Hay algo que afecta a nuestra vida cotidiana todos los días: sabemos que muchas casas se han sometido a una mejora energética.
Como sabes, la ecología y el ahorro de energía están en el centro de las políticas de desarrollo sostenible, y no es casualidad que el Superbono del 110% haya impulsado a muchos a invertir en obras de renovación, lo que también es una ventaja indudable para el sector de la construcción y los planificadores.
Pero aquí viene el jarro de agua fría: a estas alturas todos sabemos que, en Roma, un incendio en un edificio que estaba siendo renovado con paneles aislantes sintéticos ha puesto de manifiesto los peligros de determinadas elecciones en el campo de los materiales aislantes.

Estos paneles, según las normas y de forma generalizada en Italia, son teóricamente seguros, pero en condiciones extremas, pueden convertirse en una fuente de moho, humedad y en casos realmente extremos… incendios.


Para que lo entiendas mejor, puedes hacer una prueba: enciende un panel aislante con una llama. ¿La escena?
El panel se funde sobre sí mismo, liberando gotas incandescentes y un humo oscuro y tóxico: un escenario escalofriante. Este experimento, ojo, no es científico, pero es emblemático de lo que podría ocurrir en la realidad.


El tipo de paneles utilizado en el edificio de Roma tenía una clasificación «E» contra incendios, que indica un alto grado de inflamabilidad, algo de lo que nadie quiere oír hablar para las paredes de su casa. Sin embargo, Enea insiste en que el aislamiento térmico es la solución más eficaz para aislar un edificio.

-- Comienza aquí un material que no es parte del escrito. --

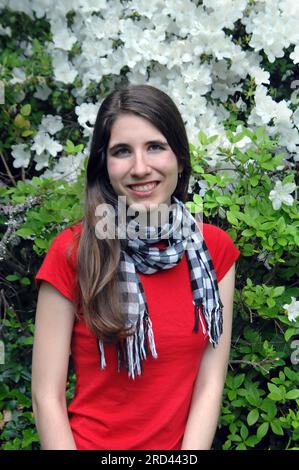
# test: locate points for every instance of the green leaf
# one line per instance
(278, 291)
(292, 394)
(244, 432)
(224, 199)
(241, 446)
(252, 417)
(26, 110)
(262, 430)
(231, 218)
(276, 428)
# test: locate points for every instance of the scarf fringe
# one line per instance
(131, 351)
(213, 319)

Pero entonces, ¿dónde está el error? Concretamente, puede que el problema no sean los materiales, sino el mal uso y la falta de atención a las normas de seguridad durante la aplicación.

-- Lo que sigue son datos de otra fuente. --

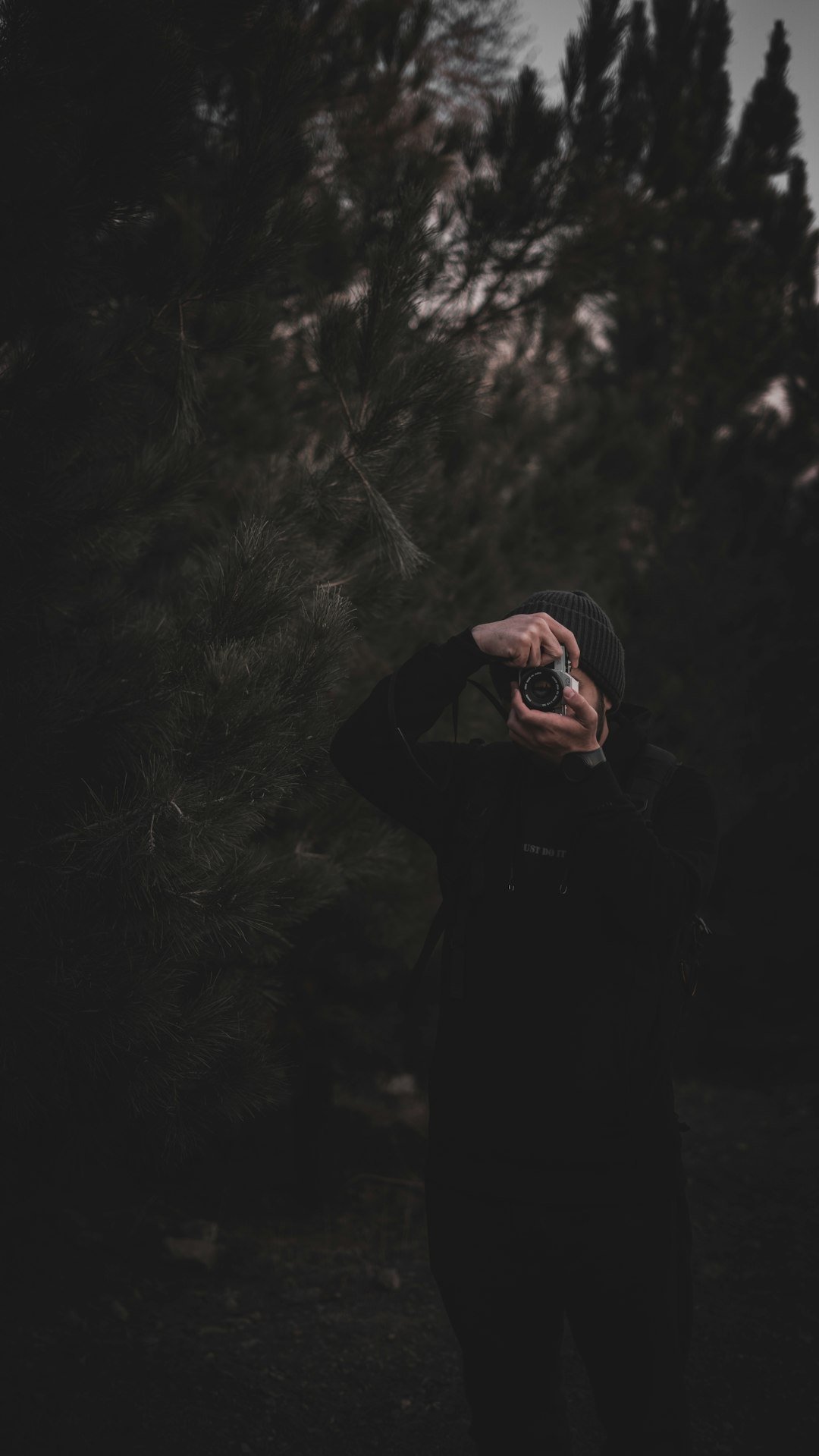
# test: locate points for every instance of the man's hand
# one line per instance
(527, 640)
(553, 736)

Las obras de renovación deben realizarse de forma profesional, por personal cualificado que respete estrictamente los procedimientos de seguridad. Esto significa que el esfuerzo debe ser colectivo: uso de materiales innovadores y seguros, formación adecuada de los proyectistas y supervisión estricta de las obras.

La reflexión es inevitable: en el deseo de mejorar la eficiencia energética, ¿cuáles son las contrapartidas en términos de seguridad? ¿Y cómo podemos garantizar que la eficiencia no se convierta en una trampa?

Ante estos quebraderos de cabeza medioambientales y de seguridad, el debate continúa, y nunca el término fue más apropiado.



Las soluciones están ahí, pero requieren una elección consciente y una aplicación cuidadosa. ¿Cómo te sitúas en este tablero de ajedrez del ahorro energético y la protección del medio ambiente? Hablamos de ello, es el momento de estar informados y poner de nuestra parte.